The cyberattack, which Pemex detected on November 10th, forced the company to disconnect computers throughout Mexico, even stopping payment systems. In this way, hackers continue to increasingly target large companies, which they attack with malicious programs that can disable the systems that monitor all their processes, from supply chains to production, eliminating the malware after receiving substantial payments.
A ransom note that appeared on Pemex computers referred to a darknet website affiliated with “DoppelPaymer.” This is a relatively new type of ransomware, which the cybersecurity firm CrowdStrike cites as responsible for the attacks against the Chilean Ministry of Agriculture and the city of Edcouch in Texas, USA.

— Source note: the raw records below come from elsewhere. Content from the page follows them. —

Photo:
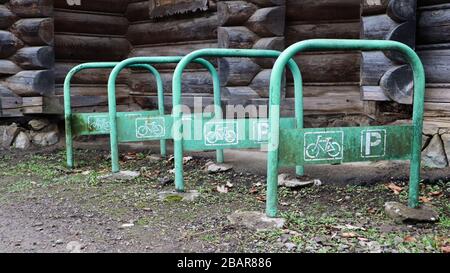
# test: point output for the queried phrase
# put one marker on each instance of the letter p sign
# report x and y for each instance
(373, 143)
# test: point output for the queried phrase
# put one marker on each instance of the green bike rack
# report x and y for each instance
(289, 147)
(242, 133)
(79, 124)
(143, 127)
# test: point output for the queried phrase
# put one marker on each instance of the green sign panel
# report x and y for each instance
(203, 134)
(340, 145)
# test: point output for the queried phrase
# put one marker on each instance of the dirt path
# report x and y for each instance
(46, 208)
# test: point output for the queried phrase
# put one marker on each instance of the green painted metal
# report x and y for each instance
(199, 143)
(278, 149)
(70, 118)
(155, 124)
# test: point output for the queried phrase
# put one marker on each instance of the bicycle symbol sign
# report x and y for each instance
(324, 146)
(221, 133)
(373, 143)
(261, 131)
(150, 127)
(99, 124)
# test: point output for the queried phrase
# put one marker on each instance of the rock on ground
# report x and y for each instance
(434, 155)
(22, 141)
(402, 213)
(38, 124)
(256, 220)
(122, 175)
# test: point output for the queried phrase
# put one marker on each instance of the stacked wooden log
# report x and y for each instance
(249, 24)
(384, 75)
(170, 35)
(26, 55)
(88, 32)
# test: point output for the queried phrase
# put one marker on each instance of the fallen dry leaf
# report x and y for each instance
(409, 239)
(396, 189)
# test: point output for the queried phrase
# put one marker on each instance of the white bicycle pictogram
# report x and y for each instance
(221, 133)
(327, 145)
(150, 129)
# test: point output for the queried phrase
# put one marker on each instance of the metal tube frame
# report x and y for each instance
(222, 52)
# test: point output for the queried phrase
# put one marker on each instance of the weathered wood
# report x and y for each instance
(138, 11)
(327, 99)
(75, 47)
(9, 44)
(32, 8)
(75, 22)
(42, 57)
(31, 83)
(373, 66)
(8, 68)
(371, 7)
(5, 92)
(194, 82)
(397, 84)
(161, 8)
(94, 90)
(35, 31)
(97, 76)
(377, 27)
(329, 67)
(436, 63)
(232, 13)
(314, 10)
(432, 25)
(179, 49)
(202, 28)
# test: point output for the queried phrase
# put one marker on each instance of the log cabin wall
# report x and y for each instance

The website required Pemex 565 BTC, almost USD 5 million at the current exchange, giving the oil company 48 hours to pay and indicating an e-mail address to make contact. After they wrote to the said e-mail address, the alleged hackers replied, saying that the company had missed the deadline for a “special price,” referring to the discounts offered to ransomware victims for making advance payments.
This attack represents a new threat to Pemex, which is struggling to pay large debts, reverse years of declining oil production and avoid reductions in its credit scores. However, the company reported that its storage and distribution facilities were working normally and that the attack had affected less than 5% of its computers.
Regarding this, a person that works in the production and exploration area of Pemex reported that this division was not affected. However, according to statements from another source, who spoke on condition of anonymity, last Tuesday Pemex was reconnecting unaffected computers to its network with software patches, in addition to cleaning infected computers.
It is also explained that initially there was confusion about the type of ransomware that was used in the attack. A Pemex official said in an e-mail that it was Ryuk, a ransomware that usually targets companies with annual revenues of between USD 500 and 1 billion, well below Pemex levels.
After the attack, Pemex had to communicate with the staff through the WhatsApp mobile messaging service, since employees could not open their e-mail accounts, according to another source that was also not authorized to speak with journalists. The person added that, due to the disconnection of all computers in finance, there could eventually be problems with payments.
Companies that are digitally taken as hostages can suffer catastrophic damage, whether or not they pay a ransom. The Norwegian aluminum producer, Norsk Hydro, was attacked in March this year by a ransomware that expanded to 160 sites, forcing parts of the company to operate on paper and pencil. The company refused to pay the ransom but explained that the attack generated up to USD 71 million in cleaning costs, of which only USD 3.6 million have been paid by insurance.